Kung Pow: Enter The Fist (2002)

Rating: **
Review Date: 12/13/03
Written And Directed By: Steve Oedekerk
Camera: Steve Wang
Fight Instructor: Lau Kar Wing
Cast: Steve Oedekerk, Jennifer Tung, Jimmy Wang Yu, Tse Ling Ling

Beyond bizarre. In the tradition of "Ferocious Female Freedom Fighters" (1989), "What's Up Tiger Lily", and "Dead Men Don't Wear Plaid", Steve Oedekerk has taken Jimmy Wang Yu's kung fu film "Tiger And Crane Fist" (1977) and reworked it with different dialog and a host of special effects. The most fascinating aspect of the film is seeing Oedekerk digitally composited into the original footage, and that's really the only reason to watch the film.

Steve Oedekerk is The Chosen One - a man of incredible powers with a very peculiar tongue. He alone can avenge the death of his parents at the hands of Master Pain and put an end to the Evil Council. Like any kung fu classic, Chosen One confronts the villain, is soundly beaten, and barely escapes with his life. He then spends the majority of the film practicing and honing his skills for the inevitable rematch. There's also a love interest in the form of the lovely Tse Ling Ling. Master Pain (or Betty, as he prefers to be called) is eventually defeated by Chosen One and his tongue, but that's only the beginning of his troubles.

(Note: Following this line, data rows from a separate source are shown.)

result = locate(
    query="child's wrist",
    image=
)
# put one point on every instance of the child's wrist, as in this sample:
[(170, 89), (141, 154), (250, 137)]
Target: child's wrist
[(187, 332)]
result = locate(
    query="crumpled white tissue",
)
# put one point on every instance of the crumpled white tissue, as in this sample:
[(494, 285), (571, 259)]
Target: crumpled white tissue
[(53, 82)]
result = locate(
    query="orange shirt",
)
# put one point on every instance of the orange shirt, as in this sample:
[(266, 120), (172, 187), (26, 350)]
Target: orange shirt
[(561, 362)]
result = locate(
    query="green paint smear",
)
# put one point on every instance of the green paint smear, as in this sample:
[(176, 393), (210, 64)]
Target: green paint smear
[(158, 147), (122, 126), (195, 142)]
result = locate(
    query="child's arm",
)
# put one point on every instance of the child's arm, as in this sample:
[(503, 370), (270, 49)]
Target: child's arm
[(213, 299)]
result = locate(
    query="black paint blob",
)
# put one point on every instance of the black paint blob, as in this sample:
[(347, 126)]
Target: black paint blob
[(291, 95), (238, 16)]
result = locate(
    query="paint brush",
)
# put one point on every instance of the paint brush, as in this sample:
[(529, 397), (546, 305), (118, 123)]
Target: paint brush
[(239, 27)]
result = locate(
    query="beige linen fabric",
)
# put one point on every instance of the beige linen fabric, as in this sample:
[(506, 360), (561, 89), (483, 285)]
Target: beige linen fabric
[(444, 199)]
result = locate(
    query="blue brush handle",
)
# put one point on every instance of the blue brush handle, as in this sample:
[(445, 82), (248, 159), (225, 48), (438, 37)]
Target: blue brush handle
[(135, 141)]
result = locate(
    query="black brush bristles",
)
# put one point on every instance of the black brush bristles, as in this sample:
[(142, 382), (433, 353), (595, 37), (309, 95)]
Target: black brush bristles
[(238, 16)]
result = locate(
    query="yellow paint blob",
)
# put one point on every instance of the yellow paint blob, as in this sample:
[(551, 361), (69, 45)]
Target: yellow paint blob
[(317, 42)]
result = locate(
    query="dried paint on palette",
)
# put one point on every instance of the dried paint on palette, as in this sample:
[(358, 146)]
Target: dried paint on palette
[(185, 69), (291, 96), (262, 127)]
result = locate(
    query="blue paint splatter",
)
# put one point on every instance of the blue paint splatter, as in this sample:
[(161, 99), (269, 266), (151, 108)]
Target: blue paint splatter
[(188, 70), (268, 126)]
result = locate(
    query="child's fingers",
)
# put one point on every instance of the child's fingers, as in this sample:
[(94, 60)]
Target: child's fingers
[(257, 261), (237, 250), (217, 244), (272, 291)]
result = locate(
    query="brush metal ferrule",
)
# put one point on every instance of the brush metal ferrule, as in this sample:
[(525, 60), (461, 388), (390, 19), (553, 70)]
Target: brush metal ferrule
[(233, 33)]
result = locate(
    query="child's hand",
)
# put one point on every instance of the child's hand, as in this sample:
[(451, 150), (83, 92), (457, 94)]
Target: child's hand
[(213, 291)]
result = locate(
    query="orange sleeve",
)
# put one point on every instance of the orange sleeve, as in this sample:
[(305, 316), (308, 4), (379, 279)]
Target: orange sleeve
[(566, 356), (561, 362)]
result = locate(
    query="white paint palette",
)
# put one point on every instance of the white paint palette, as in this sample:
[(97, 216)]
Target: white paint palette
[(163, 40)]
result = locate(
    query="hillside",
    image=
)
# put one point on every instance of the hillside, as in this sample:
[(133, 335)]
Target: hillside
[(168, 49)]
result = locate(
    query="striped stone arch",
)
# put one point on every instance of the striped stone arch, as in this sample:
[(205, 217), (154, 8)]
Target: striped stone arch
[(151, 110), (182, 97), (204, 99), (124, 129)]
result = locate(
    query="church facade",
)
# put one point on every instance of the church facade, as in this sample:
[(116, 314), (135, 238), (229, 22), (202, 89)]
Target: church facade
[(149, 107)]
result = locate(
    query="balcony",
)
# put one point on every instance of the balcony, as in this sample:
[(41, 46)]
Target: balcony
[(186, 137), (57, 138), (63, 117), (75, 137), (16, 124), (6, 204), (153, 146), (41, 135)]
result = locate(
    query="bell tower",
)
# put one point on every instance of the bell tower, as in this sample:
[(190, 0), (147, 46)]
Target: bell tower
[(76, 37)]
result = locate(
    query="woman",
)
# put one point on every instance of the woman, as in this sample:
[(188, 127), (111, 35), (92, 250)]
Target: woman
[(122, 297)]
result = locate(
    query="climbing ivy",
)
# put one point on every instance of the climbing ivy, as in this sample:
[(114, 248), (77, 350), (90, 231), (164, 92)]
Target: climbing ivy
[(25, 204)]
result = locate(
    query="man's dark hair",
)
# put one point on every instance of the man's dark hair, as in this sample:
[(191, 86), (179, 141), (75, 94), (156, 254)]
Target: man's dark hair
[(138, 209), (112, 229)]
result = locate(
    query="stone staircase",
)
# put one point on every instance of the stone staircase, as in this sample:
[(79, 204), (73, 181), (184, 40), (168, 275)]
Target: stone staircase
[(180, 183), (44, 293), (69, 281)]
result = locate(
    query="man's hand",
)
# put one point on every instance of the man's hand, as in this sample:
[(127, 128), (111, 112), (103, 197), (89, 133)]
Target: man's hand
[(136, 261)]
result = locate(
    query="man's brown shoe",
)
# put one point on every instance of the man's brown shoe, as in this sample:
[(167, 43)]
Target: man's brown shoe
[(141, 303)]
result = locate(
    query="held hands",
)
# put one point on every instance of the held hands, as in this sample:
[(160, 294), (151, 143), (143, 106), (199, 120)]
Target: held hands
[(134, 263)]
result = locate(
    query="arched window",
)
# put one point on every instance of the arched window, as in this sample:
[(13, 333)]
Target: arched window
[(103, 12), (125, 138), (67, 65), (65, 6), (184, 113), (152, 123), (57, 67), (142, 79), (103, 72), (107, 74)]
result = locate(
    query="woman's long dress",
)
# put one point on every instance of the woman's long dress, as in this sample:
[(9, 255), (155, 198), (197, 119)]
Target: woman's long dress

Like many parodies, this film looks like it was a lot of fun to make, but it's kind of painful to watch. Oedekerk's writing is absurd and lacks any real punch, relying instead on funny noises and juvenile quips to engage the audience. But at the same time, it's fascinating to see how he has carefully reconstructed the original film. Oedekerk is also surprisingly fit, and handles the kung fu scenes with flair. He's obviously an old school martial arts fan, and has done a fantastic job with capturing the style and spirit of the 1970's Shaw Brothers era of filmmaking. It also helps to have martial arts veterans like Steve Wang and Lau Kar Wing involved in the process. The effects, while low budget, are impressive and convincing, and both Bruce Branit and Jeremy Hunt of "405" fame lent their animation talent to the effort. While the writing may be stale and adolescent, "Kung Pow" is fun to watch with people who appreciate intentionally bad cinema.